Due to the backlog and long turnaround time for visas processed by the Department of Home Affairs (DHA), some tourists have been advised to leave the country by the end of February.
The DHA issued a directive on 21 December 2023 that will require tourists who wish to extend their stay in South Africa to leave the country by 29 February 2024.
According the Democratic Alliance, this will do incredible damage to the country’s tourism industry, as any visitors who wished to extend their stay over a busy holiday season would now be denied – all because of the department’s backlog.
“Tourists, when entering South Africa, can be issued with a 90-day visa and subsequently apply for a 90-day extension if they wish to stay longer.
“South Africa stands to lose millions in lost revenue by not allowing them to extend their visas during the busiest season,” said DA MP Angel Khanyile.
The DA has written to the Minister of Home Affairs to request that he issue a new directive which will provide tourists who are in our country on a 90-day visa, awaiting the outcome of their extension, to be granted the right to remain until such a time that the backlog is resolved or on the basis of their date of departure (depending on which comes first).

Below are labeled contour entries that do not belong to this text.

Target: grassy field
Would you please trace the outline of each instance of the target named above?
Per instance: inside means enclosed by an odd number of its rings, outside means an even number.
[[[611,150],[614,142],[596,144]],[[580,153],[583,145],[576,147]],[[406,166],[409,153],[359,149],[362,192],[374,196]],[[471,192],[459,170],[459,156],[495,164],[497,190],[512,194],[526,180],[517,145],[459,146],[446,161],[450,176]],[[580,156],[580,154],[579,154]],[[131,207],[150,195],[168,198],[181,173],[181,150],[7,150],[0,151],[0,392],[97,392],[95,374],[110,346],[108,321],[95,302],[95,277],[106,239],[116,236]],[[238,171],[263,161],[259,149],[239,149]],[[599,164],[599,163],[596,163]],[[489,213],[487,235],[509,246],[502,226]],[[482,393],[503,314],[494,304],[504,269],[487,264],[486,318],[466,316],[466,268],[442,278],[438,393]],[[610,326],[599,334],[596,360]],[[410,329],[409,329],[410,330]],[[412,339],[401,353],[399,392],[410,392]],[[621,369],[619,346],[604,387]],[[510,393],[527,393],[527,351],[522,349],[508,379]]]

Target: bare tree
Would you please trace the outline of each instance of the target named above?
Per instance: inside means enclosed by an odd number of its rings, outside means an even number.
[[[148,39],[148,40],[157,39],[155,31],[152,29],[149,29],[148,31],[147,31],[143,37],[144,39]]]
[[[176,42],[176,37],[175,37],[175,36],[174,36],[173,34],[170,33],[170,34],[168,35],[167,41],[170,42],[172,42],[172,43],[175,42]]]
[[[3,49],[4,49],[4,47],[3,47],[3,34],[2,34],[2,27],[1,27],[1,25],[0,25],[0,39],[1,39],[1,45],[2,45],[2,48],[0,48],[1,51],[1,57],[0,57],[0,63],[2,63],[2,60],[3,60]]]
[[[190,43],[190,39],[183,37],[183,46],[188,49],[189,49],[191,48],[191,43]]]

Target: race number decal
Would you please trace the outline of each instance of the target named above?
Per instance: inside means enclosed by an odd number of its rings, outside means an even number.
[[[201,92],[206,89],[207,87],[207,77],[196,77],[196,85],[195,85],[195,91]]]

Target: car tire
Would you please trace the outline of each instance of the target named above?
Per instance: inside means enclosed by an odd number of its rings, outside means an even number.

A leaked memo seen by the Sunday Times from the state attorney’s office to the Department of Home Affairs revealed the backlog was now sitting at over 95,000 applications.
According to the paper, the state attorney’s office has warned of massive fallout from the backlog, including the thwarting of immigration processes, national security risks from the DHA trying to rush through applications, and an overall impediment to economic growth.
This fallout seems to be evident in the directive issued by the DHA, and, worryingly, the problem does not appear to be getting any better.
In December, Home Affairs Minister Aaron Motsoaledi stated that the backlog in temporary residency visas has remained unchanged at over 74,309 since the department’s last report at the end of October 2023. Additionally, there is a backlog of 43,944 permanent residency permits that still need to be addressed.
According to immigration lawyer Gary Eisenberg, the backlog crisis in immigration applications is likely much worse than what the department’s numbers indicate. This is because the provided figures do not include applications that have been appealed or are currently under review.
“It’s unclear whether the numbers given by the department include application appeals and those under review, and that number is likely far higher than the 74,000,” said Eisenberg.
Experts have also cast doubt on the department’s ability to clear the backlog.
In a parliamentary Q&A near the end of November, Motsoaledi noted that the time frame to fix the backlog has been pushed back from June 2024 to November 2024.